Al principio era el ahorro de costes lo que motivaba a las empresas a moverse a entornos cloud. Hoy las empresas, grandes, medianas y pequeñas, ya no piensan sólo en eso. Su foco ha cambiado y ahora buscan la manera de poder crecer de manera eficiente. Y es en este sentido, donde la nube aporta una gran agilidad al negocio, no solamente en tareas periféricas (o secundarias), sino en el propio negocio de la empresa. En este sentido, un elevado porcentaje de empresas han movido ya una gran parte de sus infraestructuras a la nube; y las que todavía no lo han hecho, es porque se encuentran en fase de amortización de antiguos sistemas de TI; Además, y a medida que se vayan cumpliendo las amortizaciones, el resto de empresas se irán “subiendo” a la nube como parte de su estrategia.

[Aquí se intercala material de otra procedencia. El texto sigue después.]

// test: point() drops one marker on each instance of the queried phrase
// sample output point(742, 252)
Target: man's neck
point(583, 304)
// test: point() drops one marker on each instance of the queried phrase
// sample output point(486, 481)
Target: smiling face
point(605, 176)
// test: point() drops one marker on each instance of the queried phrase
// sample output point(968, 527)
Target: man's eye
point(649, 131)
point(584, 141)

No sólo emprendedores se suben a la nube

Mucho se ha hablado de la realidad de las startups y de los emprendendores. Son muchos los informes que inciden en que éstos se han podido desarrollar gracias a las ventajas y bondades que ofrecen las soluciones en cloud. Pero en realidad han sido este tipo de empresas las que han posibilitado que pequeñas empresas tradicionales se hayan subido al carro de la nube. En el caso de las grandes empresas, la migración hacia la nube se ha hecho de forma más lenta, pero se ha realizado de forma definitiva. Así que poco a poco, todo pasa por las soluciones y servicios cloud. Para Pilar Martínez Santa María, directora de Cloud & LoB, SAP España, “La nube no es sólo algo de emprendedores o startups, sino una alternativa general del entorno empresarial, donde cada vez más compañías apuestan, pues las necesidades de las organizaciones son las mismas, sólo cambia la magnitud. Las empresas iniciaron su andadura en la nube confiando en apps pequeñas o específicas para una determinada actividad y en soluciones departamentales para la gestión de sus RRHH o el Marketing. Ahora ya se está viendo el uso de mayor número de aplicaciones, pues las empresas que han dado el salto ya están utilizando soluciones clave para gestionar sus negocios”. Hace tiempo que Cloud ha dejado de ser una opción sólo para las denominadas “nuevas empresas”. La Nube es la mejor opción para los procesos de Transformación Digital que están afrontando también las empresas tradicionales. Los nuevos hábitos de consumo y el nuevo consumidor (digital, siempre conectado y capaz de convertirse en referencia de compra) hacen inevitable que las empresas de sectores y negocios tradicionales se tengan que adaptar a nuevas prioridades y necesidades del mercado y cuenten con un modelo eficiente y flexible. En este sentido, el Cloud Computing es la respuesta. Y como se asegura desde Arsys, Juan Manuel Robles, Director de Cloud Solutions, son las pymes las que están apostando claramente por los modelos cloud: “Y muy especialmente entre las pymes, ya que Cloud les facilita el acceso a soluciones de negocio que antes sólo estaban al alcance de las grandes empresas.  Al igual que ocurrió hace 20 años con Internet, el entorno Cloud ha dejado de ser una opción de futuro para convertirse en una necesidad ineludible para cualquier organización del siglo XXI”.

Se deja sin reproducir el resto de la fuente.